A Raffaele Andreassi, autore che spesso ha dovuto avere a che fare con problemi censori e tagli produttivi è dedicato uno spazio nella sezione Rarità del cinema italiano del dopoguerraL’Amore povero è un film d’inchiesta sul problema della prostituzione a Roma. Inizialmente fu tagliato un episodio, La Metamorfosi, e fu distribuito con il titolo poco felice Piaceri proibiti che non rifletteva in nessun modo ciò che il film si proponeva di raccontare. Il regista però conservò una copia dell’episodio e alcuni stralci d’intervista, ciò ha permesso il recupero della pellicola secondo l’idea iniziale di Andreassi. Egli beneficiò della collaborazione di Callisto Cosulich (da poco scomparso), scese in strada, intervistò alcune prostitute romane “raccogliendo storie, spunti che andarono a formare “un grosso brogliaccio e non una vera e propria sceneggiatura” elaborato dai due con l’apporto di Ottavio Jemma”.

È un lavoro estremamente interessante ed è una fortuna poterlo ammirare in sala. Costituito da otto episodi alternati a interviste, nei quali si cerca di indagare la condizione delle prostitute e il loro rapporto con il mondo che le circonda, la famiglia e i bambini.
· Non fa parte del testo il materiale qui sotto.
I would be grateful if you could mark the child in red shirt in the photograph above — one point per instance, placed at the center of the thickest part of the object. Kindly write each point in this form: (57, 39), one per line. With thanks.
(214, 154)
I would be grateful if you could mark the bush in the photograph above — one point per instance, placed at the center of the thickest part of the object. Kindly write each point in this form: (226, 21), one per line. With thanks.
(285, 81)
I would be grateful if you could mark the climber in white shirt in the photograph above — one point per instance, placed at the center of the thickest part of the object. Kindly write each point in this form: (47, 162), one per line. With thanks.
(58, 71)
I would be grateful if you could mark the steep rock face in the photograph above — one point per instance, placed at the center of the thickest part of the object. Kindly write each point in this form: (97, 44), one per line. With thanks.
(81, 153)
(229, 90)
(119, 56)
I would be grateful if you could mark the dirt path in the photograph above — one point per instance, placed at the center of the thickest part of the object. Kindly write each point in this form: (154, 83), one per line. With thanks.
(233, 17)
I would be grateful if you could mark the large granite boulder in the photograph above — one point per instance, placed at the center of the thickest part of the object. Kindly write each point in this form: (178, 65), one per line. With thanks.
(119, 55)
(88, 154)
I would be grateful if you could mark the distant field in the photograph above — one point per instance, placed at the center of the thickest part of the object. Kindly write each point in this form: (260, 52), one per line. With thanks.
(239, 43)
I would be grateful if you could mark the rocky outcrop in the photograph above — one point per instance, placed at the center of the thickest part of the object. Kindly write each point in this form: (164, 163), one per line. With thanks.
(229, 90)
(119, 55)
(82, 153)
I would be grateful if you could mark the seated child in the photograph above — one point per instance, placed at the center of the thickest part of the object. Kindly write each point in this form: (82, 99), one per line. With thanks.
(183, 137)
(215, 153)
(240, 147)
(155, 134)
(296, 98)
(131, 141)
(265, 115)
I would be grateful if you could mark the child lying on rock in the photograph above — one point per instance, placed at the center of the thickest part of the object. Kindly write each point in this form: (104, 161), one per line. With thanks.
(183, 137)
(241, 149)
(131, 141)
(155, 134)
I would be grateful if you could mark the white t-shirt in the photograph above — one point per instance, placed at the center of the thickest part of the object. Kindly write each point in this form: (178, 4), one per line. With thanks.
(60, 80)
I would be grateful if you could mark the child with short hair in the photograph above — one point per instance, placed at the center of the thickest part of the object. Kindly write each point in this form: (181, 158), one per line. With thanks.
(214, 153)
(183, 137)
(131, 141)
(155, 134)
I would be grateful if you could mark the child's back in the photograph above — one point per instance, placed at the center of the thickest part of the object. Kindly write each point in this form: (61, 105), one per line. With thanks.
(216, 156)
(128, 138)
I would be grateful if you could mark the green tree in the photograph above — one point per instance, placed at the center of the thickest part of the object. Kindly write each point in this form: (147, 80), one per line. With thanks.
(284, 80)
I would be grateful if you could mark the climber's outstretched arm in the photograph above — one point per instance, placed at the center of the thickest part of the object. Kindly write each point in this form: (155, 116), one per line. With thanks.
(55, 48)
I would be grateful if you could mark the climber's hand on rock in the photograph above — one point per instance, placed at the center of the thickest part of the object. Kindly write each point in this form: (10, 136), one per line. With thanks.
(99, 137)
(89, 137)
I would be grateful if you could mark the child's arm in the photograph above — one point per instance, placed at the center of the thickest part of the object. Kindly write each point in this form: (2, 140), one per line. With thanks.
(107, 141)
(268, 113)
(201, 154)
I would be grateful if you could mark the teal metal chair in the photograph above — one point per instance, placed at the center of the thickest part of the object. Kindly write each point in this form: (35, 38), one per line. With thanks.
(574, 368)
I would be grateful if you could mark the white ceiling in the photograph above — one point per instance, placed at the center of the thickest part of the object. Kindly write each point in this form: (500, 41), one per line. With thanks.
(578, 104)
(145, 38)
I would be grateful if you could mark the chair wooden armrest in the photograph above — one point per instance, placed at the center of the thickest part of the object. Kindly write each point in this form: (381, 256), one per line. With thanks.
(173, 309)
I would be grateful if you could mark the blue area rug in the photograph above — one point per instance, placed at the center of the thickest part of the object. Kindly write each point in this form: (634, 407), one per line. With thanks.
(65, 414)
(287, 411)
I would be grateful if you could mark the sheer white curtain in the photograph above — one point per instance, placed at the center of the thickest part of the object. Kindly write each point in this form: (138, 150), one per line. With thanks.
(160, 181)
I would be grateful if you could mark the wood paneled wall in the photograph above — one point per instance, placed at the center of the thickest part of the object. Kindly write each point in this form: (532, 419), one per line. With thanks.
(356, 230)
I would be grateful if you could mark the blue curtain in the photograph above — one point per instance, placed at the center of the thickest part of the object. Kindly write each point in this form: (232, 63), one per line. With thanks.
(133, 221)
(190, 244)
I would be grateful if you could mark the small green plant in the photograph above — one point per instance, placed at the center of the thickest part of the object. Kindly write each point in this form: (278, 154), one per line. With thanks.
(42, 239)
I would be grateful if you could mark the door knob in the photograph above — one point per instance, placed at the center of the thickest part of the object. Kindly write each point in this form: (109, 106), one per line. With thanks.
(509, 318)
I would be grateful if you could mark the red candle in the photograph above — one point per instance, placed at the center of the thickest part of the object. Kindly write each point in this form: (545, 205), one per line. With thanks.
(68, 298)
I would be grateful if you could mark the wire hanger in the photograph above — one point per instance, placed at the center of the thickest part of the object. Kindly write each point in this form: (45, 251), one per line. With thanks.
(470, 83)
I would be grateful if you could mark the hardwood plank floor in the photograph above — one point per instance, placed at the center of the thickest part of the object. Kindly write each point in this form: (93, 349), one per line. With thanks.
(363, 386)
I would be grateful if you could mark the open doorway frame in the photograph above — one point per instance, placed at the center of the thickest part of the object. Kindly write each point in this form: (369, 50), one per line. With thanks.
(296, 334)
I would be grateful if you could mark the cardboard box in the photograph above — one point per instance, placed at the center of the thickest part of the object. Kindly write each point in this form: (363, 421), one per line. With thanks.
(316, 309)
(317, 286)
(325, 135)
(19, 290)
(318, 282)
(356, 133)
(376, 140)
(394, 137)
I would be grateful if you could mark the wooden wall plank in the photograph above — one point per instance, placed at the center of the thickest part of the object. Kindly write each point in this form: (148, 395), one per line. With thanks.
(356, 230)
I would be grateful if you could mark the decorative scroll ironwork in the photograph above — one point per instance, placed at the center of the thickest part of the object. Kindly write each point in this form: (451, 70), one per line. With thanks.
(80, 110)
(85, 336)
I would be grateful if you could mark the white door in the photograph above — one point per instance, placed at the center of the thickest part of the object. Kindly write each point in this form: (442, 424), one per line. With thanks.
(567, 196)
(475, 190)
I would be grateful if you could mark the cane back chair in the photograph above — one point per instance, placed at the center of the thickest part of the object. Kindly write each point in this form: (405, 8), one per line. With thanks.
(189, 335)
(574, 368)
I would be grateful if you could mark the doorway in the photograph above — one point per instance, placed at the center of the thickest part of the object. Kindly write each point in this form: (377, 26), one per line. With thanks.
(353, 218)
L’idea venne da un articolo di cronaca letto su “La Stampa”, che, come racconta lo stesso Cosulich, “narrava la tragedia di una prostituta, la quale era costretta a ‘passeggiare’ nottetempo portando con sé la carrozzella dove teneva la propria neonata. All’arrivo di un cliente, soleva affidarla a una collega, per riprenderla a servizio concluso. Ma una notte, tornando al posto dove le aveva lasciate, non trovò più né la collega né la carrozzella. Di conseguenza diede di matto al punto d’essere ricoverata in un ospedale psichiatrico. In realtà non era capitato nulla di grave. Semplicemente aveva iniziato a piovere e la collega, non sapendo che fare, era tornata a casa propria, portandosi appresso la carrozzella con la neonata dentro. Insomma, a rimetterci fu solo la madre, che finì dimenticata in manicomio, come in seguito potei accertare di persona”.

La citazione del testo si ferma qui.